Bharat Bichitra
- Cover of November 2018
- Editor: Arabinda Chackraborti
- Categories: Literature, Art, Culture, History, Travel, Poem
- Frequency: Monthly
- Publisher: Indian High Commission, Dhaka
- First issue: April 1973
- Country: Bangladesh
- Based in: Dhaka
- Language: Bengali
- Website: hcidhaka.gov.in/bharat

= Bharat Bichitra =

Bharat Bichitra, a monthly magazine in the Bengali language, is published by the Indian High Commission in Dhaka, Bangladesh. It was first published in 1973.

== History ==
Bharat Bichitra, launched in April 1973, is a Bengali-language monthly magazine established with the aim of fostering literary and cultural exchange. Over the years, renowned poets and writers from both Bangladesh and India have contributed to the publication. Since early 2015, Bharat Bichitra has expanded its reach by being available online.

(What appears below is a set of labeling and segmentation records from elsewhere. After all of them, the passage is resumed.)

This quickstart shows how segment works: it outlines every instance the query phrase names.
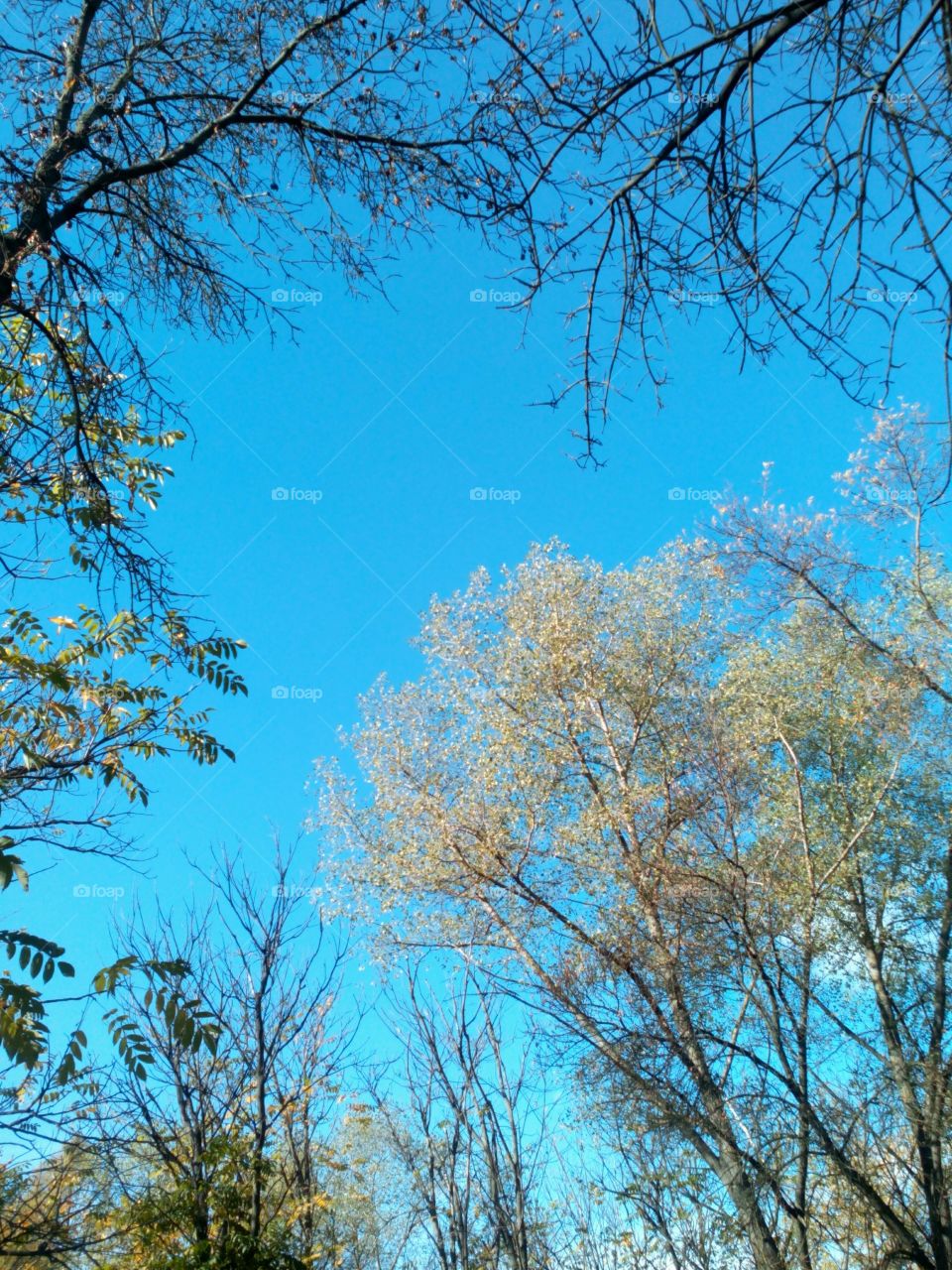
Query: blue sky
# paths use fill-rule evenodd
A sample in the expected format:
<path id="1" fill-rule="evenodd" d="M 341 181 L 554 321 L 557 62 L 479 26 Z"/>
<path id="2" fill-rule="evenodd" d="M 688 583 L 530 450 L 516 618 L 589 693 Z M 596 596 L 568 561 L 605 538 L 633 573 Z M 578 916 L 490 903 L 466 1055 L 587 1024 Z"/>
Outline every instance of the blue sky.
<path id="1" fill-rule="evenodd" d="M 717 307 L 693 324 L 670 307 L 664 410 L 635 366 L 604 434 L 607 466 L 580 470 L 579 403 L 531 405 L 566 375 L 561 311 L 572 297 L 553 292 L 523 330 L 520 315 L 471 298 L 509 288 L 498 271 L 475 239 L 443 231 L 402 254 L 386 300 L 357 298 L 333 276 L 306 279 L 315 295 L 297 309 L 296 344 L 281 333 L 272 342 L 263 323 L 231 344 L 146 337 L 165 349 L 197 439 L 175 456 L 155 537 L 183 589 L 248 640 L 250 696 L 216 715 L 235 765 L 178 761 L 151 773 L 143 874 L 66 856 L 34 878 L 24 921 L 29 908 L 83 969 L 108 955 L 109 913 L 137 889 L 166 904 L 188 889 L 184 850 L 201 857 L 223 843 L 267 878 L 273 829 L 291 838 L 311 810 L 311 763 L 336 751 L 359 693 L 381 673 L 419 671 L 410 640 L 433 594 L 552 536 L 608 565 L 637 559 L 704 517 L 712 491 L 754 491 L 764 461 L 791 502 L 831 494 L 829 474 L 868 411 L 795 349 L 739 375 Z M 284 286 L 278 271 L 270 281 Z M 925 347 L 932 335 L 916 338 Z M 906 399 L 939 405 L 925 375 L 934 366 L 900 375 Z M 319 833 L 307 851 L 320 852 Z M 124 895 L 77 902 L 76 885 Z"/>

The magazine was under the editorial guidance of poet Belal Chowdhury for an extended period. In 1998, Nantu Roy became the editor. Currently, the editorial responsibilities are held by Arvind Chakraborty.

== Description ==
Every edition of Bharat Bichitra encompasses a diverse array of content, featuring articles, interviews, travelogues, and anthologies that delve into various facets of Indian culture, history, politics, economics, poetry, and current affairs. Notably, each issue spotlights a special theme; for instance, the April 2023 edition focused on the celebration of Bangla New Year.

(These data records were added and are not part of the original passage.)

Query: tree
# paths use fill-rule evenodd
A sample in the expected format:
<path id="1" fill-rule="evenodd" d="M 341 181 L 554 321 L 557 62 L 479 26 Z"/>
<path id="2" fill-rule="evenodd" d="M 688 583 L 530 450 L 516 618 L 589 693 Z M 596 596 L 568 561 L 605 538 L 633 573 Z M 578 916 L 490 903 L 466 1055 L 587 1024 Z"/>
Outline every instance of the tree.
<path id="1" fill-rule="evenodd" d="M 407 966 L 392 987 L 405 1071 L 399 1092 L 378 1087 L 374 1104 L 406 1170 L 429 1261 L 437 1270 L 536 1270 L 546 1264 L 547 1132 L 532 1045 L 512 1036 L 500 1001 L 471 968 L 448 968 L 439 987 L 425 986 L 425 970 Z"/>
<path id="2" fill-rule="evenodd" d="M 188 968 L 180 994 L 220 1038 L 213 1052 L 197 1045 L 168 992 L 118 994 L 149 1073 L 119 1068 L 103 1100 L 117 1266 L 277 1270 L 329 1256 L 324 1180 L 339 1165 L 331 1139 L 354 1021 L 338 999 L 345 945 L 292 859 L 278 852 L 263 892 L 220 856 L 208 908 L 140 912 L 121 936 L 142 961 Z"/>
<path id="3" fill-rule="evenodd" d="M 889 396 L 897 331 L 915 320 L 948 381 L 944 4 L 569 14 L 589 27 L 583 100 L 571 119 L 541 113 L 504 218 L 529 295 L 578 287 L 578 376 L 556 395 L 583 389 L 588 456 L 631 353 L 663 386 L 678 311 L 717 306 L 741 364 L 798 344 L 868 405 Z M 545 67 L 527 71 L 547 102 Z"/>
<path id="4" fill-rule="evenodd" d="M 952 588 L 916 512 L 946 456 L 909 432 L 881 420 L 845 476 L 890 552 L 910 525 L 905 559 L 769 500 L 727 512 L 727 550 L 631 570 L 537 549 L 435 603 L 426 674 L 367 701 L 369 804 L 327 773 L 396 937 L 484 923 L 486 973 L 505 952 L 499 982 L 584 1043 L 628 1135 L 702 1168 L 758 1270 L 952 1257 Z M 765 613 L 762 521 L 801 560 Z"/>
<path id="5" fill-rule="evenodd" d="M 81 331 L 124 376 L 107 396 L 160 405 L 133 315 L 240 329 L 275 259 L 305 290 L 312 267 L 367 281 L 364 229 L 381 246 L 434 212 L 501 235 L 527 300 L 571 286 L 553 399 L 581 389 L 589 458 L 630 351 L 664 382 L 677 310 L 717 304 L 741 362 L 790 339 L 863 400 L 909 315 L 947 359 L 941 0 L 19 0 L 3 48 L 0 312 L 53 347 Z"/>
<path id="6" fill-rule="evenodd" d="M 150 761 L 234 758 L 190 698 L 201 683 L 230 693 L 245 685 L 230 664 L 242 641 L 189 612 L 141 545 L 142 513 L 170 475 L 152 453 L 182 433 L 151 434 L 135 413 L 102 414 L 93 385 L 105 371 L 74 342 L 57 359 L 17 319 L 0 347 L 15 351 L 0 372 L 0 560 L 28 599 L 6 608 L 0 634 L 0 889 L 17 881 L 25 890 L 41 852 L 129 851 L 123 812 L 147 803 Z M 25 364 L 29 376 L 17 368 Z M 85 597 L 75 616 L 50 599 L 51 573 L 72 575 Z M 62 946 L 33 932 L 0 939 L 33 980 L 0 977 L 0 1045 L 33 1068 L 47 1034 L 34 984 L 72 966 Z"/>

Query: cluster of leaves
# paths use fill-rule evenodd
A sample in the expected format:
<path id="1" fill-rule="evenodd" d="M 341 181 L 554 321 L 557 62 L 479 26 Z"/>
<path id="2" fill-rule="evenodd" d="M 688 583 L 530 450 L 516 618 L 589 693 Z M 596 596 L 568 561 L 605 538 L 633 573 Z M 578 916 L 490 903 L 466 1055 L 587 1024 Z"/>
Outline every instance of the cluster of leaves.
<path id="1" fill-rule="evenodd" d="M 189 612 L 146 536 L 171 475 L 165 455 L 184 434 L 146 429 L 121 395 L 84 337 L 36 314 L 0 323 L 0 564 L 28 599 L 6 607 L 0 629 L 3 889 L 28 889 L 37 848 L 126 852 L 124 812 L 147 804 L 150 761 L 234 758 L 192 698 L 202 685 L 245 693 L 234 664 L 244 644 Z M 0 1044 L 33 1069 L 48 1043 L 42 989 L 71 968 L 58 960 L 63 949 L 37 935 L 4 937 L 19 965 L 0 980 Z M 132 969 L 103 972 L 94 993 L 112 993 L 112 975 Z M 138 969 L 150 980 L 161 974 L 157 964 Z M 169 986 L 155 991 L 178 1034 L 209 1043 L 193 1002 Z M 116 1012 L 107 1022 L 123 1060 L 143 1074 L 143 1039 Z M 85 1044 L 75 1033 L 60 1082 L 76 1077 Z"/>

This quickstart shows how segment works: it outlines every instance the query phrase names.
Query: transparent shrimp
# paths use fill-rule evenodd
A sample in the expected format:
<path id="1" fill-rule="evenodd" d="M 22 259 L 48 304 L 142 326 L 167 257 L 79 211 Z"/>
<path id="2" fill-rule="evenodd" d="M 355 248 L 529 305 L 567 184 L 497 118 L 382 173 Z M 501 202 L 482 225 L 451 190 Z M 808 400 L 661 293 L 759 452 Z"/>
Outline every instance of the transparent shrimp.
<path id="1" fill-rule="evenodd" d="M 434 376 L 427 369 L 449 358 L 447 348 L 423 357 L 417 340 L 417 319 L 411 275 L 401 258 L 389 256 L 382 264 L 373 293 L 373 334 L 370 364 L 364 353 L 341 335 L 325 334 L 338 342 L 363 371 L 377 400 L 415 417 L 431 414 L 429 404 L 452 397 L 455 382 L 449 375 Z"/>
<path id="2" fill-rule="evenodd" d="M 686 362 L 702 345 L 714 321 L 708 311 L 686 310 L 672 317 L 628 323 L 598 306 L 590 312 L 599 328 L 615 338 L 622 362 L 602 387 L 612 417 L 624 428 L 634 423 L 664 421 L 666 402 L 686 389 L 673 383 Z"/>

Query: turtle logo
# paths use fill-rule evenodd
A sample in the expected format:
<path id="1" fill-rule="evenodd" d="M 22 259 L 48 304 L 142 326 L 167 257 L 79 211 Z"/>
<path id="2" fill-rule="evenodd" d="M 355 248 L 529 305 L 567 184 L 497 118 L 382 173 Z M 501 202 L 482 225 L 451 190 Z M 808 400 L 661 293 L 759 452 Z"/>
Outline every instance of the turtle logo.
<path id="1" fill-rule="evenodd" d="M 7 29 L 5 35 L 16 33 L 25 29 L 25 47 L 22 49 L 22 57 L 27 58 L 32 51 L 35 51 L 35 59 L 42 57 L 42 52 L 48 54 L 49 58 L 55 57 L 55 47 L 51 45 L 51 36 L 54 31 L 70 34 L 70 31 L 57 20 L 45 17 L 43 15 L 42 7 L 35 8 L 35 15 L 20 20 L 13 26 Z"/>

Comprising contributions from both Indian and Bangladeshi authors, Bharat Bichitra serves as a collaborative platform, fostering cultural exchange and mutual understanding. The magazine is dedicated to promoting unity and cooperation between the rich traditions of India and Bangladesh, aiming to bridge cultural gaps and strengthen the bonds between the two nations.